Thirdly, as private investment and online banking are the businesses subject to rapid change, AssetOne management should have considered leaving Taurus’ managerial style as it was, and not bringing “the value of detailed analysis and cautious decision making”. Sometimes, quick decision-making is critical for greater profits, and it is obvious TaurusBank’s specialists were good at that (otherwise, AssetOne wouldn’t have chosen it as a company to acquire). Bringing more bureaucracy and decision making at the top was harmful for the success of the business.

To avoid the corporate cultures clashes in future mergers and acquisitions, it would be useful for the AssetOne’s executives to carefully consider the correlation between the types of organizational management and the type of the businesses, and to choose the better ones appropriately. Moreover, it is clear that when some company is good at some business, its professionals should be given the maximum freedom possible. For example, TaurusBank might have been acquired but left to be as a separate unit, self-managed and working for gaining profit.

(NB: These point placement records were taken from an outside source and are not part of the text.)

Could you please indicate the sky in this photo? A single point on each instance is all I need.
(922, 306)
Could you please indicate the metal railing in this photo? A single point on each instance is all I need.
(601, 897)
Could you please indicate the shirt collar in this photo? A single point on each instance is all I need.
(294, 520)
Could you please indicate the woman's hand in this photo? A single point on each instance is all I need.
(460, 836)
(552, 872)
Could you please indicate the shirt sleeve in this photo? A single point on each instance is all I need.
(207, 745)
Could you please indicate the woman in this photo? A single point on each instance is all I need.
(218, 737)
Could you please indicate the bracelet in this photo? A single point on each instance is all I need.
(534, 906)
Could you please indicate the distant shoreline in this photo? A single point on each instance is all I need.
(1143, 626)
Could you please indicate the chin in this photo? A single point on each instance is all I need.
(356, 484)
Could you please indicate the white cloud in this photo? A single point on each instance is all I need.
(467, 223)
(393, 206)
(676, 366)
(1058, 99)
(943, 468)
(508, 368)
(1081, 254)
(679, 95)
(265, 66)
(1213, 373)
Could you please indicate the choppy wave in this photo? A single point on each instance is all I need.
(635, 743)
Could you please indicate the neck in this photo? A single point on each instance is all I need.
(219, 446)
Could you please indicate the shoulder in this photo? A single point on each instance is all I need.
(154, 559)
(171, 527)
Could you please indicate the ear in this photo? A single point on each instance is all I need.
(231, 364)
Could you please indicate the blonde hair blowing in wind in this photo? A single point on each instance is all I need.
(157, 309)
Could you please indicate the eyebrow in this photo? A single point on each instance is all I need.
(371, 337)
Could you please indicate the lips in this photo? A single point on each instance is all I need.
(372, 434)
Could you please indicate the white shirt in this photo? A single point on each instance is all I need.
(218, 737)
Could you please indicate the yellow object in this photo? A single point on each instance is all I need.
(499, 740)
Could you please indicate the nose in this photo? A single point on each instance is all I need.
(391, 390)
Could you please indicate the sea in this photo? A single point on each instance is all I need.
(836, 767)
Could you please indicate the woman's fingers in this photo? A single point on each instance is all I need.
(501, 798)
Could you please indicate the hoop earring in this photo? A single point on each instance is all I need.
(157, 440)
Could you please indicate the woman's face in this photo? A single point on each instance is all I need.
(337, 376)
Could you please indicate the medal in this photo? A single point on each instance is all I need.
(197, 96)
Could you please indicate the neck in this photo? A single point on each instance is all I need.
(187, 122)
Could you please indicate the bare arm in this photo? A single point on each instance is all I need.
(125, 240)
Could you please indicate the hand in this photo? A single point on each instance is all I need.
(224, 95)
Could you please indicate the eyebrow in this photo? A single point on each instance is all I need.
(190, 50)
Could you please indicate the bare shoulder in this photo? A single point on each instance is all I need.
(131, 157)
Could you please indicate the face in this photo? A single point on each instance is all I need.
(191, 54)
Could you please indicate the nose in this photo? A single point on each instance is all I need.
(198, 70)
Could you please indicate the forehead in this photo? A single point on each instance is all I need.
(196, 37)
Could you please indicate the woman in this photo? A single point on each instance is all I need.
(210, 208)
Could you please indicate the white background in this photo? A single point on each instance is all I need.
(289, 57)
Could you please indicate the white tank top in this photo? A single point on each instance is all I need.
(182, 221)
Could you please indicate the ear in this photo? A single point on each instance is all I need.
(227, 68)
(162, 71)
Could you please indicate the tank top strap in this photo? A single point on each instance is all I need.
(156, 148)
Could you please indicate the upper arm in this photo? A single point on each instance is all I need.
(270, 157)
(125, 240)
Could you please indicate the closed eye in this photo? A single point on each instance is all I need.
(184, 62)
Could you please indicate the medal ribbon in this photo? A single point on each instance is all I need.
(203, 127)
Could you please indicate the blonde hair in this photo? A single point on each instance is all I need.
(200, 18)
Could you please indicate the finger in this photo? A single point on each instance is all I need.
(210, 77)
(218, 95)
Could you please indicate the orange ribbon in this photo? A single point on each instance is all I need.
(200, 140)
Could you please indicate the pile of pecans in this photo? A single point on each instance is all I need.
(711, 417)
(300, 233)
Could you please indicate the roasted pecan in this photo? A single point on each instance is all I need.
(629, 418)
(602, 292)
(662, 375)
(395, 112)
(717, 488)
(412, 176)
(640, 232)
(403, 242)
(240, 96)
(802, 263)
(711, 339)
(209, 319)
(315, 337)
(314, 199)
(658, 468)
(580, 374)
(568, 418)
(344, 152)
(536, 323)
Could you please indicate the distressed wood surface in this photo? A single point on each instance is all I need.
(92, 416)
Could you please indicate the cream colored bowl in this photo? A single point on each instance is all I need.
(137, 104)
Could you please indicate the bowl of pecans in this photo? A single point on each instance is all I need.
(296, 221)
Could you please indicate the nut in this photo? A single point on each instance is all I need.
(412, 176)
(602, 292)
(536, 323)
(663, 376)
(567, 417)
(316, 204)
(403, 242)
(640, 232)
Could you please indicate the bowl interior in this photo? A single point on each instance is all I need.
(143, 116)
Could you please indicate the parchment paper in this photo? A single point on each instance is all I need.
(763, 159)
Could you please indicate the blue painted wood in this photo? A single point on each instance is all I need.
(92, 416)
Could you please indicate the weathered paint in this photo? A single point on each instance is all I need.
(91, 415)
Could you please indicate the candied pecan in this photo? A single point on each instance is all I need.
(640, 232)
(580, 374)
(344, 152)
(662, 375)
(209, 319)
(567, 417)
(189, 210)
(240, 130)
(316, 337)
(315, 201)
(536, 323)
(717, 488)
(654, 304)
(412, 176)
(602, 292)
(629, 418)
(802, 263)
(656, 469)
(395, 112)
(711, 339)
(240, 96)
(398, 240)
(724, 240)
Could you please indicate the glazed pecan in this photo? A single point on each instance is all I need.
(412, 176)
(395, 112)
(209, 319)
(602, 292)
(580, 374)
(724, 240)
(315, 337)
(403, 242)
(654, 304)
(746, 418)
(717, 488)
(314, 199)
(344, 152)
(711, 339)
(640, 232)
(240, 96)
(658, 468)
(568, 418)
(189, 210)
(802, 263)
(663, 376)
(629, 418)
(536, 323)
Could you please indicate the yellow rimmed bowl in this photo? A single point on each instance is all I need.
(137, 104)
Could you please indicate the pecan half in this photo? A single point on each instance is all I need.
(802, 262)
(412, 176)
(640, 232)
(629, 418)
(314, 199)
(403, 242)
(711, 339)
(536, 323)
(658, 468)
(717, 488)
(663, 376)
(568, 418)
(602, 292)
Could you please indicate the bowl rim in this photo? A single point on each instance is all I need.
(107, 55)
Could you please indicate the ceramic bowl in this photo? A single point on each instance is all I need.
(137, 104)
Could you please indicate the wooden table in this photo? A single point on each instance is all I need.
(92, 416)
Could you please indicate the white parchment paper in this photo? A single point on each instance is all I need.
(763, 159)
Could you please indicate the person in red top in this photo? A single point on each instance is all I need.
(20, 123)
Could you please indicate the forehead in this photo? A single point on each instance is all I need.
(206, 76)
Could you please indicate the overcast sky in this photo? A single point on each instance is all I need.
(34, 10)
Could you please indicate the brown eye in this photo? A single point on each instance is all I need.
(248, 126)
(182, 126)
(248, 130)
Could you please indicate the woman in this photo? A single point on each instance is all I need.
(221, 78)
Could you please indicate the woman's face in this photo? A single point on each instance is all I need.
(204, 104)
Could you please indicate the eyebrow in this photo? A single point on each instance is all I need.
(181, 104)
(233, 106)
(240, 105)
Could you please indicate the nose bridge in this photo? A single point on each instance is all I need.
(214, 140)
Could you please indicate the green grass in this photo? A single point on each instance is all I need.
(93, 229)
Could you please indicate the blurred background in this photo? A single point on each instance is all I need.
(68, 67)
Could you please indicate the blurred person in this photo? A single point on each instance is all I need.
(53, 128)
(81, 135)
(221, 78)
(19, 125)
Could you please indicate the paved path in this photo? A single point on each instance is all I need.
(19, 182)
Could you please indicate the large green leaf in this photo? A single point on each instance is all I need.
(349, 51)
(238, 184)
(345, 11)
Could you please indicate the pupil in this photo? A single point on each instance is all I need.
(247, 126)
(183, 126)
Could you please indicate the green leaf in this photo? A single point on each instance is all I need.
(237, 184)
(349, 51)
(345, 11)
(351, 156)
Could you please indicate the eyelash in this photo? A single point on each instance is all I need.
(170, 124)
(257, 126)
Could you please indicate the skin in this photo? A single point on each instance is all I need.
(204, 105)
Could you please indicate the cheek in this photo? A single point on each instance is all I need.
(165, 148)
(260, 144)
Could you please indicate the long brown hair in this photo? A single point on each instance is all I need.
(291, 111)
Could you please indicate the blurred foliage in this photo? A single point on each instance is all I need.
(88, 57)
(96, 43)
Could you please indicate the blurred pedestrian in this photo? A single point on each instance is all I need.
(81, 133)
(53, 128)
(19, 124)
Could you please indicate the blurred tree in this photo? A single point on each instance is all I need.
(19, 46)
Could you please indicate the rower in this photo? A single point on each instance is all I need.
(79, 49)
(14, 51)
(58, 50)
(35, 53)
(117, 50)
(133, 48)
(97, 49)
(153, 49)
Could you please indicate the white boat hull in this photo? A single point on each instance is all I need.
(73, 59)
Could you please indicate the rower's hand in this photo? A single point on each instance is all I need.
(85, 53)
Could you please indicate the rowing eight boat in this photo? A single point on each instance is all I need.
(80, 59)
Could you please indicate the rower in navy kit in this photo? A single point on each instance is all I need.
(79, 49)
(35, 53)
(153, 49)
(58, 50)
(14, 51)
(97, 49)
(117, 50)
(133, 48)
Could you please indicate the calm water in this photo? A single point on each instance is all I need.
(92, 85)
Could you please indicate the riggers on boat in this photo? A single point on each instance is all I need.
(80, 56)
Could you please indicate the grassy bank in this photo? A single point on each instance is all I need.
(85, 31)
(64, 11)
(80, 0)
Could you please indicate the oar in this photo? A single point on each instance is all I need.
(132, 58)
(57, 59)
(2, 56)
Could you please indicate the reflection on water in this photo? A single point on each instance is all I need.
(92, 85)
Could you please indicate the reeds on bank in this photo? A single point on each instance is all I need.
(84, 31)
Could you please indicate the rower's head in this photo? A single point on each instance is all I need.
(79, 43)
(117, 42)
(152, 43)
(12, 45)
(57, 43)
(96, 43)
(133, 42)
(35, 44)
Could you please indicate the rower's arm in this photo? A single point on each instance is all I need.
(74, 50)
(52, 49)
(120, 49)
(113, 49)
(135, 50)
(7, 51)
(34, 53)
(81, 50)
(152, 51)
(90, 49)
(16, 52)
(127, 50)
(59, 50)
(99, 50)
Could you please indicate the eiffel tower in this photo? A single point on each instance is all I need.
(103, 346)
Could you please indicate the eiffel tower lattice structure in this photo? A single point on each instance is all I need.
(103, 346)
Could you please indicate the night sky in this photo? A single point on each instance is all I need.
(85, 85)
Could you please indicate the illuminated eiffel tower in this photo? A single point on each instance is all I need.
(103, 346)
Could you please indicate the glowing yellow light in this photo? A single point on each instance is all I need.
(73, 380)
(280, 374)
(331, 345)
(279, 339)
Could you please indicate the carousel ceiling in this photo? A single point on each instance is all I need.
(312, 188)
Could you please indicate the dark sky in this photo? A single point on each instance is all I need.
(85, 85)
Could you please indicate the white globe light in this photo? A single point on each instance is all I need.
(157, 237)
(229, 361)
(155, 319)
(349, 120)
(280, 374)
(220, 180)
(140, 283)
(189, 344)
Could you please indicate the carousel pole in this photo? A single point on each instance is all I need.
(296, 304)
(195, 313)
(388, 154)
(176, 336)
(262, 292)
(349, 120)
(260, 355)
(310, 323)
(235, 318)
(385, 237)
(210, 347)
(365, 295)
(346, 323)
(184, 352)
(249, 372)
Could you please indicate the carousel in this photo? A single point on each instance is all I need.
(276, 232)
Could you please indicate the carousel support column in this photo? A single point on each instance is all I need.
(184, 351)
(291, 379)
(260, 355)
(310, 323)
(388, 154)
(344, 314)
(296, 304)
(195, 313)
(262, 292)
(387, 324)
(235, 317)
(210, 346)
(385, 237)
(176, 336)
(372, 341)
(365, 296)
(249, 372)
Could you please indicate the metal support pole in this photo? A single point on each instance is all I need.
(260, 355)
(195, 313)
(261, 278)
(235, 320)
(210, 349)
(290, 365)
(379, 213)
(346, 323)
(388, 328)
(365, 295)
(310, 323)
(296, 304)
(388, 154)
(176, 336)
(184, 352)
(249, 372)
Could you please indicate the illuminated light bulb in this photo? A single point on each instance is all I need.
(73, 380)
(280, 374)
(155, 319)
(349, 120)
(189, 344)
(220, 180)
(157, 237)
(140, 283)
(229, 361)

It is also extremely important to communicate the future changes beforehand. The employees should not be left with a feeling things are getting worse. The merger is most effective when it is almost imperceptible.

Another thing to emphasize is the value of specialists. In further acquisitions, AssetOne’s management should make sure the employees of the company acquired do not have the feeling the opportunity of growth and development is threatened. For financial stimulation is sometimes less efficient and valuable than the chance for self-realization and psychological safety.
Corporate culture is a very vulnerable aspect. It is being learned for years and it not easy to change. No wonder, AssetOne has faced confrontation from the employees of the TaurusBank – the corporate culture they had was changed without their accordance and participation. With further mergers and acquisitions, it might be beneficial for the AssetOne to leave the merged company’s culture and way of doing business “as is” for a certain time. If the changes are to take place, the employees of both companies should feel they are one team and they both should learn new rules of behavior and gain common experience in the corporate culture.